Edward Barnett works as a store service manager. He said it is a step down from a managerial role at a kitchen operations company where he was laid off last May.
“I took a job at a large retailer because I needed an income,” said the 33-year old in the Phoenix area. While his current hourly paying job brings around $70,000 a year in income—$5,000 a year more than at his previous job—he said he feels it is unsatisfying work.
He said he has sent out hundreds of applications through online job sites but hasn’t found a better job so far. “The pay is a step up but the work is a step down,” he said. “It’s not where my passions are.”

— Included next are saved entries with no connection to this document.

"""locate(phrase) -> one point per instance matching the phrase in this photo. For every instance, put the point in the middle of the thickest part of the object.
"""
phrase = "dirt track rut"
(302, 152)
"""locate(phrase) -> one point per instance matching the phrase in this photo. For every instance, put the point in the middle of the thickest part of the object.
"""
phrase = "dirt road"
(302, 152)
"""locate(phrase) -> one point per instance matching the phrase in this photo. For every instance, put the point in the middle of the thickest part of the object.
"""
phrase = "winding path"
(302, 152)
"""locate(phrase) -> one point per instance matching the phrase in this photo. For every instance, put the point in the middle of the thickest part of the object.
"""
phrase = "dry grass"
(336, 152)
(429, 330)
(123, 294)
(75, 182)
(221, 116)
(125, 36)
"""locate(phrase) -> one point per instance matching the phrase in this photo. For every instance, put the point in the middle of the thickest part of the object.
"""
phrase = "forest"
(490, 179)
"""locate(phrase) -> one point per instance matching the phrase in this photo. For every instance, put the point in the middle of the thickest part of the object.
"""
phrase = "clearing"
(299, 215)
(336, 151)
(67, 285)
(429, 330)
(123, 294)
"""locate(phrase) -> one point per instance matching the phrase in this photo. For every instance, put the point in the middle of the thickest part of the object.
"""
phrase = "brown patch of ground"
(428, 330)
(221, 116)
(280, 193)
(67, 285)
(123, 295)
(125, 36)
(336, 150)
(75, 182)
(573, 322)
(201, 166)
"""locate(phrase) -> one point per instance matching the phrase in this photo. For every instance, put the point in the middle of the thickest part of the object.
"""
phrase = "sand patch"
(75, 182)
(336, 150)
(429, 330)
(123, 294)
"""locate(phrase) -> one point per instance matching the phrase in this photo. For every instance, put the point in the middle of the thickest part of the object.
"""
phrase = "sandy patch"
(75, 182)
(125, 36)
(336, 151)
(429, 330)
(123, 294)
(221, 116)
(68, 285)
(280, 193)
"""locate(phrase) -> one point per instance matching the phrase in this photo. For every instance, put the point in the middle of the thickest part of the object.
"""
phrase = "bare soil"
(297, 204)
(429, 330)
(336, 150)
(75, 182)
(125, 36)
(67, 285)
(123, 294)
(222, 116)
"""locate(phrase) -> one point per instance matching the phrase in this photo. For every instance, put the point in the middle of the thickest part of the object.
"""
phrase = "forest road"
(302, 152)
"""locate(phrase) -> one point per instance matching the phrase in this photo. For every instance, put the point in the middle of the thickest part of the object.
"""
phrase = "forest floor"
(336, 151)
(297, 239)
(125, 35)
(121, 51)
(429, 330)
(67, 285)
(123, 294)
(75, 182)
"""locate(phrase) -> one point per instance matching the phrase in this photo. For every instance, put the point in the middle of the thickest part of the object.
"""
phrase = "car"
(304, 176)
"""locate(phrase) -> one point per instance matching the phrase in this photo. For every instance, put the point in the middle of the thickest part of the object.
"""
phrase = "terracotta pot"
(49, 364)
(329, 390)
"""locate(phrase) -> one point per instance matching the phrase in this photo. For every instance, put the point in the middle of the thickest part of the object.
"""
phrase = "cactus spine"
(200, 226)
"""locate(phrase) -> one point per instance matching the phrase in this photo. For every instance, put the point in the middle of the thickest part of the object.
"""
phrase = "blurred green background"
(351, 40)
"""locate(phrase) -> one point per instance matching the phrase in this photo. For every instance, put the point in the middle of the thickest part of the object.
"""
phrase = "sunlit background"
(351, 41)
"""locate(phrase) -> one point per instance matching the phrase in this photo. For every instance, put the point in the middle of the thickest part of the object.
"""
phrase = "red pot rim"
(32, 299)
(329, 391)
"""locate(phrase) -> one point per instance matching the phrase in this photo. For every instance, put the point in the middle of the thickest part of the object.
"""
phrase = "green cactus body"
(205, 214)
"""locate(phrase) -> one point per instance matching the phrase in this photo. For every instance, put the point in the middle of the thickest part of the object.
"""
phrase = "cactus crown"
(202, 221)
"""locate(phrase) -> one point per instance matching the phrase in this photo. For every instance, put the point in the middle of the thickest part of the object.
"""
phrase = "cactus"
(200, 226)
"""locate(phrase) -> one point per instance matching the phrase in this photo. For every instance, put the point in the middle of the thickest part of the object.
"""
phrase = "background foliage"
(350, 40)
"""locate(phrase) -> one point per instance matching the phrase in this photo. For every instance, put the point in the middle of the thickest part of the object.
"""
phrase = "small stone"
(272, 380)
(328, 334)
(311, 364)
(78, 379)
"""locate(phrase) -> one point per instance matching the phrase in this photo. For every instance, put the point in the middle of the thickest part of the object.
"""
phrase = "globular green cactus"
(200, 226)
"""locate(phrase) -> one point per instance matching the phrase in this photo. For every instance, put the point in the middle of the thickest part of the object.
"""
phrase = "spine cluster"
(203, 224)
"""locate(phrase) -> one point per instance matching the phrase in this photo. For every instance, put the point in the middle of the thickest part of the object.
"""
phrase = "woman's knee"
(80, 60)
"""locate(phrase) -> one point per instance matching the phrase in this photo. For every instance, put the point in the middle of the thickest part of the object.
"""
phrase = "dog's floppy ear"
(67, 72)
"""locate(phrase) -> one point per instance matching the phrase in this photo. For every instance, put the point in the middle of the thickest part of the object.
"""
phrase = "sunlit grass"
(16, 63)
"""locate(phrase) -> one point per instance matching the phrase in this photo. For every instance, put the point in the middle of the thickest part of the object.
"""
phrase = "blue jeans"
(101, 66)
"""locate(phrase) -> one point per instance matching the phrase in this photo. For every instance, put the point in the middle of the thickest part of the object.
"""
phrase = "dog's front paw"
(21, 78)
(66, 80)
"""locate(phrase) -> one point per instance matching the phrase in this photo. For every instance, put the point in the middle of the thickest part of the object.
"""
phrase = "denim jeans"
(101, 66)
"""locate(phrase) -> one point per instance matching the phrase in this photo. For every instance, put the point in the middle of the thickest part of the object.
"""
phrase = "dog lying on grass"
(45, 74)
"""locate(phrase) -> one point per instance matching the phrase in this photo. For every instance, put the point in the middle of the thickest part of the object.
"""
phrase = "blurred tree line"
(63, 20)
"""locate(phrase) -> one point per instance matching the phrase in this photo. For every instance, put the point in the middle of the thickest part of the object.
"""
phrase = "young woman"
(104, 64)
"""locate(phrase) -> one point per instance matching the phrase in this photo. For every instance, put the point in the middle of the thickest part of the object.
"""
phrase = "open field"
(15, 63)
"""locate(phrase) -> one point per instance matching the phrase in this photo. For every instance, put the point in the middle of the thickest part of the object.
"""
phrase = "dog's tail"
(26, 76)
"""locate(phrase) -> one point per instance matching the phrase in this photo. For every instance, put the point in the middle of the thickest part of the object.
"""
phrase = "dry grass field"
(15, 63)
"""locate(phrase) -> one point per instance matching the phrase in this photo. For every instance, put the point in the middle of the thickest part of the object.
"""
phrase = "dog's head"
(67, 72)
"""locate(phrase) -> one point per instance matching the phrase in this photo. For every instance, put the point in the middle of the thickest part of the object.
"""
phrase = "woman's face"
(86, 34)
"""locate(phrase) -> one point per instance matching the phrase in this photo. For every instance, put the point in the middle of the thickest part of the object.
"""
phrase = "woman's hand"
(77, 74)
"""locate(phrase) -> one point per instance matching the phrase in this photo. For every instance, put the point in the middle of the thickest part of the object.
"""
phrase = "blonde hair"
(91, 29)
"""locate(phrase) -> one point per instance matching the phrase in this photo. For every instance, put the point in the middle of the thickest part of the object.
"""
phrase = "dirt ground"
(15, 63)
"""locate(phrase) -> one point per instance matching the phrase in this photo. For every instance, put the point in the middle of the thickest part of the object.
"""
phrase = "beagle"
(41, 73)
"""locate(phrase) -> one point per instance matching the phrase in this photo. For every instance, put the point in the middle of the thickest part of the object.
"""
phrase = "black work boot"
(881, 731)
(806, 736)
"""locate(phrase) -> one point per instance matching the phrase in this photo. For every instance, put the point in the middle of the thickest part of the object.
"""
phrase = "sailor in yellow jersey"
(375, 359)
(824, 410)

The declining quits rate will limit how fast wages grow, as companies are less pressured to attract and keep workers, Ryan said. That could be good for the Federal Reserve, which has been working to tame inflation, but not appreciated by workers seeking raises.
Last year, the U.S. economy grew at a surprisingly strong rate, shrugging off recession predictions. Economists expect growth to cool significantly in 2024, and for payroll gains of 64,000 a month this year, less than a third of the 225,000 average in 2023 and far below 399,000 in 2022.
The rate at which employers hired new workers has fallen below prepandemic levels in recent months. That could mean that companies are in a wait-and-see mode, wanting to keep their current employees but not hiring new ones, economists said.
The number of unfilled U.S. jobs, while still above prepandemic levels, has fallen significantly from a peak in early 2022. Fewer openings mean many workers struggle to find an opportunity good enough to quit their current roles.
Layoffs haven’t increased substantially across the country, despite some high-profile cuts. Technology companies Microsoft and eBay, media companies such as the Los Angeles Times and jeans maker Levi Strauss have recently said they are reducing staff. Economists note that there is always churn in the economy and that the announced cuts are small relative to 157 million jobs on U.S. payrolls.